Friday, July 20, 2007

A few of my favorite things

- Watching Matthew's father read him stories. Matty will sit on Jim's lap, lean back and rest against Jim, and listen intently as Jim describes what the brown bear brown bear sees. The scene is so full of love and warmth, it could make even the coldest heart turn warm and gooey.

- The connection between Matty's hand and mouth. It does not matter what the object, as soon as Matty wraps his little hand around something, his mouth automatically opens. Whether he grasps a rattle, a book, hair, a washcloth, or momma's finger, his little mouth opens up and he does his best to shove said object into his gaping hole. Seeing him do this never fails to make me smile.

Wednesday, July 18, 2007

Slap me silly, are you REALLY five months?

Baby boy!
Today is July 18. This means two things: It is hot as balls outside today, (I can say this right now because you don't understand what I mean, and when you look back at this ten years from now I can say that I was referring to beach balls because of the sweltering, smothering heat, I am crafty.) and you are five months old!

To celebrate this milestone in your life you decided that yesterday was a fine day to cut a tooth. Yes little man, your first tooth is coming in the bottom middle of your gums, and you have not been a happy camper about the whole situation. In fact, I think you have confused celebrating getting a new tooth with screaming loudly and angrily for long periods of time. Just so there is no more confusion: Screaming loudly and angrily is NOT the same thing as celebrating. Now that we have cleared that up: Matty boy - I am so excited that you are getting a tooth! I can't believe that you are old enough to be getting teeth, but I know soon I will be saying I can't believe you are old to drive a car, and you will blatantly roll your eyes at me, snatch the keys from my hand, and merrily skip out the door.

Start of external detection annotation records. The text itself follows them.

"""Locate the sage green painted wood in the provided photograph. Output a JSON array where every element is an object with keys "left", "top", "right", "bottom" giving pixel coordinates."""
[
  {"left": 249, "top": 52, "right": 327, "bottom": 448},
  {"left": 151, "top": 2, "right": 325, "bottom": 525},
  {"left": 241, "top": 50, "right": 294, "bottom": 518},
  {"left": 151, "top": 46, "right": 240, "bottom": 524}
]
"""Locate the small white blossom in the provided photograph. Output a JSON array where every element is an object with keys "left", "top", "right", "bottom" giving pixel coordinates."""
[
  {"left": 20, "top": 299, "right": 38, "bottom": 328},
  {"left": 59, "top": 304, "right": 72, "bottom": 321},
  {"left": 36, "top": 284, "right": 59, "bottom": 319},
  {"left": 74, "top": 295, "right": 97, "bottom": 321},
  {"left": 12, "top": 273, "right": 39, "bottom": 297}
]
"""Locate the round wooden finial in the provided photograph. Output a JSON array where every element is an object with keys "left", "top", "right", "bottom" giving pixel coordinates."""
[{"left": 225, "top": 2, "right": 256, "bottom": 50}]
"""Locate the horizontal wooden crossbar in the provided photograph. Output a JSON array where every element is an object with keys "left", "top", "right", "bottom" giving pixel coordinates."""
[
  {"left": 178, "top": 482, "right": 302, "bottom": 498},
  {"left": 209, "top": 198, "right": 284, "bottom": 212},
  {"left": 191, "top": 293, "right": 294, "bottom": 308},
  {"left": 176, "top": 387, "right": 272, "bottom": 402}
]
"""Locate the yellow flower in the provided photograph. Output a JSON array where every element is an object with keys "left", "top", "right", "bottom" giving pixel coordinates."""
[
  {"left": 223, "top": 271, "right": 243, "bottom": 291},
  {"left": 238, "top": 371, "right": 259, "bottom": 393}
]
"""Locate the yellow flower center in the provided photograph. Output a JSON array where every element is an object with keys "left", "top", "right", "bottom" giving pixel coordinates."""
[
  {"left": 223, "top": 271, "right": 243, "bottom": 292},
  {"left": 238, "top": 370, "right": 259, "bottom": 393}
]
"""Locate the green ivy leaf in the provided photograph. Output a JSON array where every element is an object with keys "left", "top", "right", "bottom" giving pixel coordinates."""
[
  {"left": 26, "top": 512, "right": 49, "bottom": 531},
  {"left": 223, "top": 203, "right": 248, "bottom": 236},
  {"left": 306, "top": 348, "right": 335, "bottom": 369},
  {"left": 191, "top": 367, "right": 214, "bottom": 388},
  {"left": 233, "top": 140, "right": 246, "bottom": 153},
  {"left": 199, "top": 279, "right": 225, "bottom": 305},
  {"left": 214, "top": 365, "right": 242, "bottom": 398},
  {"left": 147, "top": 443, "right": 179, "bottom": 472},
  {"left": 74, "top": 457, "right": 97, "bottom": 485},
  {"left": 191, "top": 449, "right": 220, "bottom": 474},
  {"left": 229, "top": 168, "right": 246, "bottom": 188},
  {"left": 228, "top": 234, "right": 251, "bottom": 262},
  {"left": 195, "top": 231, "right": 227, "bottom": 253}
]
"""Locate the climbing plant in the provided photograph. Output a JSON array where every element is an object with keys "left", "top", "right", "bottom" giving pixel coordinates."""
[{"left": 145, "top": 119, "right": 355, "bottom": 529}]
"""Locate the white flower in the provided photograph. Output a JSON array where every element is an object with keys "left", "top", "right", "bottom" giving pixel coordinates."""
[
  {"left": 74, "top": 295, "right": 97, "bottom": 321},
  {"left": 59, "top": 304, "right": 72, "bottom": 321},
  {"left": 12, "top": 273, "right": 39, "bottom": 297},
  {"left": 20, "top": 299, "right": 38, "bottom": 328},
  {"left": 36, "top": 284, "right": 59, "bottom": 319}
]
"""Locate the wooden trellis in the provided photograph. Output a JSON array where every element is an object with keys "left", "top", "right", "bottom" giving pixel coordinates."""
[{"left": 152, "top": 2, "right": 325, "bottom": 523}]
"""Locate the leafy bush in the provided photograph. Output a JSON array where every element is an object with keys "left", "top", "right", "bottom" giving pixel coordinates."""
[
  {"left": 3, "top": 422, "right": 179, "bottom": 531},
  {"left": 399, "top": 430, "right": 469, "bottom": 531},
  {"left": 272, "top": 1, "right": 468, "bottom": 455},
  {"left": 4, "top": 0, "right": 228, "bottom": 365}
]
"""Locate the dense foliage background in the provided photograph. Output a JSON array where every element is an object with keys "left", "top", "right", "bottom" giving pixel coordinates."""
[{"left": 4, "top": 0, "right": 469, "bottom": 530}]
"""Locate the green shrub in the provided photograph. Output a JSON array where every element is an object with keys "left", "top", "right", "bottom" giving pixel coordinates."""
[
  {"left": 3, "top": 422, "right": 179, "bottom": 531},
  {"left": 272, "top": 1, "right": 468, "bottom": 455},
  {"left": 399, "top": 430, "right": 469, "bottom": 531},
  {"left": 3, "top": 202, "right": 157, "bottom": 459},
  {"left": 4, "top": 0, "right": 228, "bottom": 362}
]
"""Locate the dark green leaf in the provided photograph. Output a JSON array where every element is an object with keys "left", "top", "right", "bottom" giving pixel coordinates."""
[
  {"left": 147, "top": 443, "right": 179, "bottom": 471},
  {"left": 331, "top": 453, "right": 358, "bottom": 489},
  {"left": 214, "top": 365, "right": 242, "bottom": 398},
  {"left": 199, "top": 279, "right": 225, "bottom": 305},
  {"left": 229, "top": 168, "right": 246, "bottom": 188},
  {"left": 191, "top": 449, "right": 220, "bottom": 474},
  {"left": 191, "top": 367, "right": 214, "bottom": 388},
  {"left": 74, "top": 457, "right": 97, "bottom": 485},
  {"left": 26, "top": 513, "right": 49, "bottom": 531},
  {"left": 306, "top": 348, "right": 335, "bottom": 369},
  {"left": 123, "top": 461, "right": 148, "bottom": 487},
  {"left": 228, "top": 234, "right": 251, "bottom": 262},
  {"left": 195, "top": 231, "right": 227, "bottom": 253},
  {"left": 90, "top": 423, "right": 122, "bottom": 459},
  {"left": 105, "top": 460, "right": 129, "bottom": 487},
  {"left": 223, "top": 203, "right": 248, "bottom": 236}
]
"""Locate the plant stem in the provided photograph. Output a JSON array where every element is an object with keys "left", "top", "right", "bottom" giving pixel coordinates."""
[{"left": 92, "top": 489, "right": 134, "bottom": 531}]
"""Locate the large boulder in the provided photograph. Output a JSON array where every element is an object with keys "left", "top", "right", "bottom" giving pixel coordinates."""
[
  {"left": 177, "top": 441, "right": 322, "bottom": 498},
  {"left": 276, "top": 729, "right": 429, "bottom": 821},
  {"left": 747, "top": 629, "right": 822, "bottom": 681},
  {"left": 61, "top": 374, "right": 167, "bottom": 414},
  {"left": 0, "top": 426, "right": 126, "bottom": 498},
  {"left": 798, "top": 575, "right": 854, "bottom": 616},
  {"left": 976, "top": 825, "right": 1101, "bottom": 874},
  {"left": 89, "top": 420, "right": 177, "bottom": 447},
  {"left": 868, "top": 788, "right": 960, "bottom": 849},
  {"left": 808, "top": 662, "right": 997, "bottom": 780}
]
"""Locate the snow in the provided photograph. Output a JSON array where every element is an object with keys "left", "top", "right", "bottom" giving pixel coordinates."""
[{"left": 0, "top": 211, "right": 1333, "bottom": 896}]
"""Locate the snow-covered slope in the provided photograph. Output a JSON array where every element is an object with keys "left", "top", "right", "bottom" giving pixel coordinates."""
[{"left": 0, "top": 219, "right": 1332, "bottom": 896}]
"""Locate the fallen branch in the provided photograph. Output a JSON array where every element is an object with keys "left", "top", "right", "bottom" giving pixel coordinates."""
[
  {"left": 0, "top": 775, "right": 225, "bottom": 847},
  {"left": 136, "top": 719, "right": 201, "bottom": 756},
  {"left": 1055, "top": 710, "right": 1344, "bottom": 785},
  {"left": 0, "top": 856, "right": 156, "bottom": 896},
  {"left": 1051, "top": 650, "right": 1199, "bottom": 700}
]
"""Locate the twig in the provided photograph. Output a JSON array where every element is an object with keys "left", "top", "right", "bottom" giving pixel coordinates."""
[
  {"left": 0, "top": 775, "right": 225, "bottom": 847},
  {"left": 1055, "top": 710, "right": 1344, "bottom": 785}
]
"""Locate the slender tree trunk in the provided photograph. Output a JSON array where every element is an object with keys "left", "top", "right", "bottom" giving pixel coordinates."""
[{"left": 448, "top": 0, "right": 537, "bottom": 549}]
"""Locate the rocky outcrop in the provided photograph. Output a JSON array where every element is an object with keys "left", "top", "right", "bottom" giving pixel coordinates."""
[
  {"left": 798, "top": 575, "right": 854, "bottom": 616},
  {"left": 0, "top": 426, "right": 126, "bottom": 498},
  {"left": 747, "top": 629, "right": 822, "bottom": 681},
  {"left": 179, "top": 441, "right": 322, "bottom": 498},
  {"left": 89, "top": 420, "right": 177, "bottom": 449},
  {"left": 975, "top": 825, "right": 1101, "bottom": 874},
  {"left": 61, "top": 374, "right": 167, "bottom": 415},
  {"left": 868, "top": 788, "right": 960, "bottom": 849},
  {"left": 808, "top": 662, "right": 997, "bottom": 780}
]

July has been a busy month for us so far. We flew to Texas to visit family in the beginning of July and you did really well on the take offs and landings. You cried at times on the planes, but it was such a long trip, and the overhead storage isn't that roomy, so I understand why you were upset. There is no leg room in those overhead bins! Oh, I jest. You had the luxury of stretching out on momma's lap and then switching to Daddy's lap when I got too boring for you. Your cuteness wowed many travelers and people were astounded to learn you were only 4 1/2 months old, because you are SO FREAKING LONG. Seriously, you are such a long kid, there isn't one ounce of extra fat on your body, it is amazing. You are fitting into 9 month clothing, I am in awe, and have refused to believe how big you are. Sorry I keep stuffing you in 3 month onesies, I am stubborn and hard-headed at times, which your father can attest too (his head vigorously nodding as he reads this).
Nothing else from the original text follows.